Aber alles andere ist völlig anders. Nur noch etwa 30 der ehemals 320 Mitarbeiter sind am Werken, der charakteristische Schornstein ist längst verschwunden, die Produktionsgebäude sind so gut wie leer. Und der früher so unangenehm muffige Geruch des Roh-HCH, der in allen Räumen und selbst in den Kleidern der leitenden Angestellten hing und der Besuchern die Augen tränen ließ, ist bis auf sehr lokale Reste verschwunden.

Was früher eine chemische Giftküche war, hat sich in eine Firma im Dienste des Umweltschutzes verwandelt. "Dekonta" heißt das Unternehmen, von Boehringer-Ingelheim sofort nach der Schließung des Werkes gegründet.

Die Arbeiter, die heute auf dem Gelände arbeiten, sind andere als die von früher.
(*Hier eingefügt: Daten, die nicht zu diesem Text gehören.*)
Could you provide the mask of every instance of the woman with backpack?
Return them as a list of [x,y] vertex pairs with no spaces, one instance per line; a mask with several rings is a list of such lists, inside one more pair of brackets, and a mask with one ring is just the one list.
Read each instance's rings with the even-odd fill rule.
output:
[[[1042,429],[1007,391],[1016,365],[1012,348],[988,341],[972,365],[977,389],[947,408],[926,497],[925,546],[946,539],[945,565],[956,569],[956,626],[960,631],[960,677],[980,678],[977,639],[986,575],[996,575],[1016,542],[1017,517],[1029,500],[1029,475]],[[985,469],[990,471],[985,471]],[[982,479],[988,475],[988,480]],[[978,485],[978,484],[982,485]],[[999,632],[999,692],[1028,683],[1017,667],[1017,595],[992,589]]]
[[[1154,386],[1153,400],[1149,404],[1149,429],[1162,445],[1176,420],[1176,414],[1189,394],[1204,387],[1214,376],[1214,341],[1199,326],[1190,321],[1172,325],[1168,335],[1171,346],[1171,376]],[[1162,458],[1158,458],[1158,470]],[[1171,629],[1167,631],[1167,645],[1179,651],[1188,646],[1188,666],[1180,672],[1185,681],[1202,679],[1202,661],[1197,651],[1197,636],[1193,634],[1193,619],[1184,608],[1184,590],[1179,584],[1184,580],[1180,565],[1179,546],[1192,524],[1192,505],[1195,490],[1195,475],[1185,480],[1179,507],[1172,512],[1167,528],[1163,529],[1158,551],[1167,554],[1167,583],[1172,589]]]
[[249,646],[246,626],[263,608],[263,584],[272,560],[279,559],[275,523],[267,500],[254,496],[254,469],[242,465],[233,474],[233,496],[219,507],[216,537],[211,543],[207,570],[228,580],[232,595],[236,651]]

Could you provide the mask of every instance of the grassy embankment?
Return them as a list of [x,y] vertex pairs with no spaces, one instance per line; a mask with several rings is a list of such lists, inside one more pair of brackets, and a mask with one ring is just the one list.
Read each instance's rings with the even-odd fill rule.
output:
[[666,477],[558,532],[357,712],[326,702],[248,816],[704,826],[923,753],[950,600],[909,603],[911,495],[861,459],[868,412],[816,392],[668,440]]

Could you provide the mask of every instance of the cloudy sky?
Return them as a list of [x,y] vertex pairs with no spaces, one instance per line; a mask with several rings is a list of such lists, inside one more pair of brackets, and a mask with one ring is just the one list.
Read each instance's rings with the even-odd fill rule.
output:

Sie hätten auch eine andere Einstellung zur Gefahr, heißt es, deshalb würden sie auch wie selbstverständlich in ihren Schutzanzügen arbeiten und mit Atemschutzgeräten.

Zweieinhalb Stunden müssen sie aushalten, dann gibt es eine halbe Stunde Pause. Für die Zeit im schweißtreibenden Anzug bekommen sie eine Extra- Vergütung.

Alles wird zerlegt und zersägt, bevor es unter Hochdruck mit Wasser gereinigt und verschrottet wird. Das Abwasser wird durch Aktivkohle-Filter gereinigt, bevor es ins Siel läuft. Den Verkauf größerer, gereinigter Anlagenteile nach Spanien, um aus den dort im Freien lagernden Roh- HCH-Halden ein Unkrautvernichtungsmittel zu machen, hat Boehringer nach Kritik von Umweltschützern inzwischen eingestellt. "Dann müssen die Halden eoen liegenbleiben", heißt es bei dem Werk.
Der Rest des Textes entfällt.